Mensagem reclamava do uso de “roupas de academia” e “shortinhos” por ela, com o argumento de que casais estariam se sentindo “constrangidos”

diario da manha

Uma moradora de um condomínio em Brasília se surpreendeu na quarta-feira (17) ao receber um e-mail com o assunto “Solicitação de vestuário apropriado”. A estudante de odontologia Najhara de Mello, 36 anos, conta que abriu a mensagem com a reclamação do uso de “roupas de academia” e “shortinhos” por ela, com o argumento de que casais estariam se sentindo “constrangidos”.

Segundo a estudante a mensagem foi assinada por um suposto “Conselho de Mulheres do Edifício (ela preferiu não divulgar o nome do condomínio)”.

Após receber o e-mail Najhara conta que procurou dois funcionários do prédio para entender se era normal receber esse tipo de solicitação. A estudante ainda não conseguiu contato com o síndico, mas os porteiros desconhecem a existência de um conselho de mulheres no edifício.

Ela afirma que não há justificativa para esse tipo de reclamação, supostamente vinda de um grupo de mulheres. “Quando vi aquilo, eu não acreditei. Fiquei chocada e me sentindo invadida. Mesmo que eu andasse com roupas tão curtas, como foi sugerido, – coisa que, de fato, não ocorre – , é direito meu. Eu não desrespeito ninguém”, afirma.

Estudante de odontologia recebe “Solicitação de vestuário apropriado” em condomínio em Brasília-  Foto: Reprodução/Metrópoles

Revolta

“O que mais me choca é a possibilidade de existir esse conselho e de ele ser formado por mulheres. Imagino a proporção que algo assim pode tomar, em termos de controle sobre o corpo alheio. São pessoas que não enxergam a mulher, mas um objeto”, diz a moradora.

De acordo com Najhara, nos um ano e cinco meses em que mora no condomínio nunca teve nenhum problema de convivência com vizinhos. “A maioria dos moradores do prédio sai cedo para trabalhar e volta à noite, é um ambiente silencioso e tranquilo. Todos costumam ser cordiais e gentis”, relata.

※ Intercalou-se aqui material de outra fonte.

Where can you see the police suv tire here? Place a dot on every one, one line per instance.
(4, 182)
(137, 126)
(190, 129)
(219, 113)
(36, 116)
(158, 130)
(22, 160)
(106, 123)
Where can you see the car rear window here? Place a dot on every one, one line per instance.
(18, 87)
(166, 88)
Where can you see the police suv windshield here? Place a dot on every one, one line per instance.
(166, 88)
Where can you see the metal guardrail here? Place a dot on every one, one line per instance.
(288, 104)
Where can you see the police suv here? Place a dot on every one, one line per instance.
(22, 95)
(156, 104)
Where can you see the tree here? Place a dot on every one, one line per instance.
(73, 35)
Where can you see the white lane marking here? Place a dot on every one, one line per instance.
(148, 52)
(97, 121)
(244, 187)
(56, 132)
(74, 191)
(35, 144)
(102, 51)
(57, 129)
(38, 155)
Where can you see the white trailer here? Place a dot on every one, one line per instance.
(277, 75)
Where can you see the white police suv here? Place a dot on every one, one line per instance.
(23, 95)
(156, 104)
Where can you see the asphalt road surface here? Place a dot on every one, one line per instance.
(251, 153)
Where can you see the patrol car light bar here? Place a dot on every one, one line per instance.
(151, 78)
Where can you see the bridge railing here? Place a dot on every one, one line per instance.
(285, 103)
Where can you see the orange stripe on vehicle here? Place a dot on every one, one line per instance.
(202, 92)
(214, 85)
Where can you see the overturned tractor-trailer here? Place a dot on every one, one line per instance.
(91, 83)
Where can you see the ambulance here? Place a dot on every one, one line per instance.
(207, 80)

Além disso ela ressalta que usa pouco as áreas de convivência do local, pois segundo ela costuma ter contato com vizinhos principalmente de manhã cedo, quando sai para correr, ou na garagem do prédio. A estudante disse que acionou um advogado “para saber que medidas podem ser tomadas”.

Najhara lamentou o episódio e disse não acreditar quando ao final do e-mail a oferecem ajuda caso precisasse, pois segundo ela, isso a fez se sentir ainda mais objetificada nessa situação. “Ainda me oferecem ajuda caso eu precise, estão à disposição para me dar conselhos de moda. Você se sente um bife. O bom é receber apoio de mulheres fantásticas, fortes e seguras, que estão do meu lado”, disse.

*Com informações do Metrópoles.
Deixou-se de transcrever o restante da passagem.